Les variables de l’âge, du sexe, de la ruralité et de l’indice de défavorisation sont incluses dans le modèle comme covariables, ce qui permet de corriger les biais dus à ces facteurs. Ils sont tous liés à la multimorbidité et l’admission à l’urgence et sont donc potentiellement confondants. Cependant, l’indice de défavorisation est une variable

écologique, qui s’applique aux aires de diffusion et non pas nécessairement à chacun des individus dans une aire de diffusion. Il est possible qu’une personne ait un statut plus ou moins défavorisé que l’ensemble de ses voisins. De plus, il y a divers autres facteurs confondants pour lesquels les données n’existent pas dans le SISMACQ. Les habitudes de vie, telles que l’activité physique, les habitudes alimentaires, et la charge de travail quotidienne, ne sont pas documentées. Par ailleurs, bien que nous ayons considérés ces variables comme potentiellement confondantes, certaines caractéristiques comme les habitudes de vie ou le statut socio-économique pourraient découler de la présence de troubles mentaux. Ils se trouveraient donc dans la chaine causale de l’association observée, et agiraient comme variable intermédiaire. Nous n’avons toutefois pas évalué cet aspect dans l’étude. Aussi, les traitements qui ne sont pas remboursées par la RAMQ, notamment la psychothérapie, ne peuvent pas être examinés. Le soutien social, un aspect important de la gestion des maladies chroniques selon le Chronic Care Model, est aussi absent du SISMACQ. De telles variables pourraient influencer l’association entre la multimorbidité, les troubles mentaux, et l’admission à l’urgence.

5.2.3 Biais de sélection

Le potentiel d’un biais de sélection est limité, compte tenu de la nature populationnelle du SISMACQ. Il n’y a eu ni d’échantillonnage ni de possibilité d’attrition différentielle, la population à l’étude étant le Québec entier. Néanmoins, quelques sous- populations distinctes ne sont pas incluses dans les données du SISMACQ, dont les employés des Forces canadiennes, qui reçoivent leurs soins médicaux aux frais du gouvernement fédéral et les personnes soignées dans les centres d’hébergement et des soins de longue durée (CHSLD).

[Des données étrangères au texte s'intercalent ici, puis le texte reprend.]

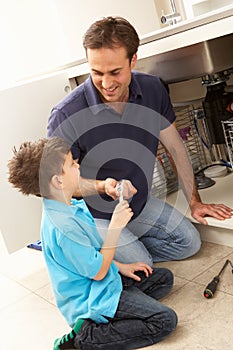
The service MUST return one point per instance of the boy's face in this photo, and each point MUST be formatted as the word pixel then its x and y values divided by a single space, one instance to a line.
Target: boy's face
pixel 111 72
pixel 71 174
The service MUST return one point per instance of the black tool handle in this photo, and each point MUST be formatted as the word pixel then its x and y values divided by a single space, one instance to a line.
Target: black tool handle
pixel 211 288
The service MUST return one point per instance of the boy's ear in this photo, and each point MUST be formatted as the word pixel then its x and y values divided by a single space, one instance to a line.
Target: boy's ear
pixel 56 181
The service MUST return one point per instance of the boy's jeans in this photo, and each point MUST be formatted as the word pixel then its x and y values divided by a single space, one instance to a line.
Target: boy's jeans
pixel 140 319
pixel 159 233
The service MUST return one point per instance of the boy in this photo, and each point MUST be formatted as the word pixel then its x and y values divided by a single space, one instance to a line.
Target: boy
pixel 110 305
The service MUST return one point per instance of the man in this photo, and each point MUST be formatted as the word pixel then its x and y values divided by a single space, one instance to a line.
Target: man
pixel 113 123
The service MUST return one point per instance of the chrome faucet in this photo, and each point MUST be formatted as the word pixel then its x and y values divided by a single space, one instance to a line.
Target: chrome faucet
pixel 171 18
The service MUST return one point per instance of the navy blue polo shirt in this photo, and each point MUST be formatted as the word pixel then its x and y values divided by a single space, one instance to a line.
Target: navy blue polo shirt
pixel 109 144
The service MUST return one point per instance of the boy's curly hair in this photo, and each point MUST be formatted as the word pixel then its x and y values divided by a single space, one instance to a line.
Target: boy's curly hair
pixel 35 163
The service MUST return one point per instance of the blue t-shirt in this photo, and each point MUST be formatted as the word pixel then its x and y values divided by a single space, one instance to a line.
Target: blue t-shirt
pixel 109 144
pixel 71 245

La généralisation des résultats de ce mémoire à ces sous- populations ne peut pas être confirmée. Néanmoins, la taille et la diversité de la population à l’étude font en sorte que nos résultats sont utiles à l’échelle de la population québécoise.

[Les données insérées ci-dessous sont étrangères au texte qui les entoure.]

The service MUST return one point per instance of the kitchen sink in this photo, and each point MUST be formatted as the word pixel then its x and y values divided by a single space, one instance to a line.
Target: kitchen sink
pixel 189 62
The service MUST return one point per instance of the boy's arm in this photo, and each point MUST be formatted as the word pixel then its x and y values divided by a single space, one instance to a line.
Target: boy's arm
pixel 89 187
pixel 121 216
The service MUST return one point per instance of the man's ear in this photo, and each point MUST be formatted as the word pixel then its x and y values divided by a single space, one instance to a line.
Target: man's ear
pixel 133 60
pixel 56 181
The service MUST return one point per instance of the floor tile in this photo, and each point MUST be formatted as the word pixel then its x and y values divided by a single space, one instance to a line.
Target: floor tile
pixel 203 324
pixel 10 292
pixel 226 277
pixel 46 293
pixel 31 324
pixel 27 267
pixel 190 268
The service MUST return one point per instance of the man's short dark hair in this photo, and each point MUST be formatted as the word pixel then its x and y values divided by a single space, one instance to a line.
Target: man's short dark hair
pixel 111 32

Nous avons choisi d’exclure les personnes décédées ou en fin de vie durant les trois années de suivi, dû à l’utilisation atypique des soins par les personnes en fin de vie. Un total de 245 625 personnes (4,3 % de la cohorte originale) ont été exclues pour cette raison. Cela pourrait engendrer un biais de survie en excluant les personnes les plus à risque des maladies physiques et troubles mentaux. Des modèles de risques compétitifs auraient pu

5.2.4 Autres limites

Des analyses de sensibilité supplémentaires auraient pu être réalisées dans le cadre de cette étude. Par exemple, il aurait été possible de vérifier la robustesse des choix de la définition de notre exposition, en répétant les analyses statistiques avec des regroupements différents du nombre de maladies physiques et d’autres classements de troubles mentaux. Pour examiner l’impact de notre mesure d’issue, plusieurs seuils différents auraient pu être testés pour définir les admissions fréquentes à l’urgence, au-delà de trois et de quatre admissions, voire même le regroupement des admissions à l’urgence avec les hospitalisations. D’autres analyses auraient pu examiner l’impact sur les résultats de l’exclusion des décès. De telles démarches auraient mis en lumière les effets de nos choix méthodologiques et potentiellement montré la robustesse des associations que nous avons trouvées. De plus, les analyses auraient pu être répétées dans diverses sous-populations, telles que des groupes d’âge, de sexe, ou de ruralité pour voir si les associations étaient constantes à travers ces groupes, ou limitées à des groupes particuliers. Des études futures pourraient répondre à ces questions.